My friend, you see, is a loyal Colombian and like all loyal Colombians her greatest wish is for visitors to her country to love it and feel as at home as she does. It was my first Christmas in Colombia and, after inviting me to spend those few days with her family, she had spent weeks quizzing me about the festivities in London.
“It depends,” I said. “Christmas Eve isn’t really a thing for us. Some people go to the pub for a pint with friends. Others frantically finishing their wrapping. But most of us just flop in front of a Christmas film and wait for the 25th to begin.”
“That’s great,” she said. “That means we can do both!”
And that was how her plan for “Christmas in two cultures” began. My friend, as usual, organised the huge family get-together on the 24th. There was music and laughter, over-excited children and a mad rush to open Christmas presents the moment the clock struck midnight.
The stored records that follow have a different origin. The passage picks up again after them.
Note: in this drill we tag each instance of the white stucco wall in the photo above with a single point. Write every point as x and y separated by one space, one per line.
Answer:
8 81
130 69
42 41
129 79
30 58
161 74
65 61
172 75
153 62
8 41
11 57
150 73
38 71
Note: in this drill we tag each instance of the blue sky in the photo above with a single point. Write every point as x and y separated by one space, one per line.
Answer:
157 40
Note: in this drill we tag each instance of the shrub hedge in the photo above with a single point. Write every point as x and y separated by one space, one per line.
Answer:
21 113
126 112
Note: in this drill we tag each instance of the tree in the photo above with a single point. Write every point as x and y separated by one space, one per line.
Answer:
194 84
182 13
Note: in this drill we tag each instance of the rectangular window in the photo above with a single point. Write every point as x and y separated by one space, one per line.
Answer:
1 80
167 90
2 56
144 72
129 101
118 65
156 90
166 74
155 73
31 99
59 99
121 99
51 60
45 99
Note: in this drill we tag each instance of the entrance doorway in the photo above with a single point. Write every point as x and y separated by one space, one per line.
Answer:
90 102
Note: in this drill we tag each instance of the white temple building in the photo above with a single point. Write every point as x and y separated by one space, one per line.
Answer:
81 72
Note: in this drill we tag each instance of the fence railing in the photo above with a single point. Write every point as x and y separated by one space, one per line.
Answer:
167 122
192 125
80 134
So far, so Colombian.
Now I admit I’m one of those who makes Christmas Eve more about the movies and chocolate than the music and alcohol, so that was one of the bleariest Christmas mornings I’ve had in a long time – especially when you consider that the sun was shining brightly and I had a worrisome vallenato hangover ringing in my ears.
But it was Jesus’s birthday so my friend, her eldest son and I rose early to get cracking on that Christmas dinner. We did our
best – meat, roast potatoes, stuffing and vegetables – and we made a very fair crack at a pudding too. By 11am, when the rest of her family arrived, a very British Christmas was well under way. So much so that none of us noticed their vaguely disgruntled faces.
“I can’t believe we’re up and out of the house,” one uncle remarked, as I attempted to engage him with a home-made but highly rewarding Christmas cracker.
“Normally we would be at home. In bed.
Watching films,” he grumbled.
That should have been the warning sign but no, it still came as a shock to my friend when the family gobbled their dinner, slurped their champagne and fled en masse for la casa.
“What happened?” she said, her lip wob- bling visibly. “I thought we were going to do what you said – watch the Queen’s Speech on YouTube, play board games, eat too much, drink too much, fall asleep in an armchair, try to ignore the kids fighting over their new toys.”
“I guess we tried too hard,” I said. “You can’t change a culture at Christmas. We may as well do what everyone else is doing and just watch a film.”
“Hmph,” she said. “Fine. But next year, please lets go with you to London so we can all have a proper British Christmas.”
“You would do that?” I said, slightly startled.
“Of course,” she said. “Although there is one condition. We would need to have a party on Christmas Eve…”
Rachel Beresford is CEO of Executive English Training. In this, her regular column, she explores various aspects of living in more than one language.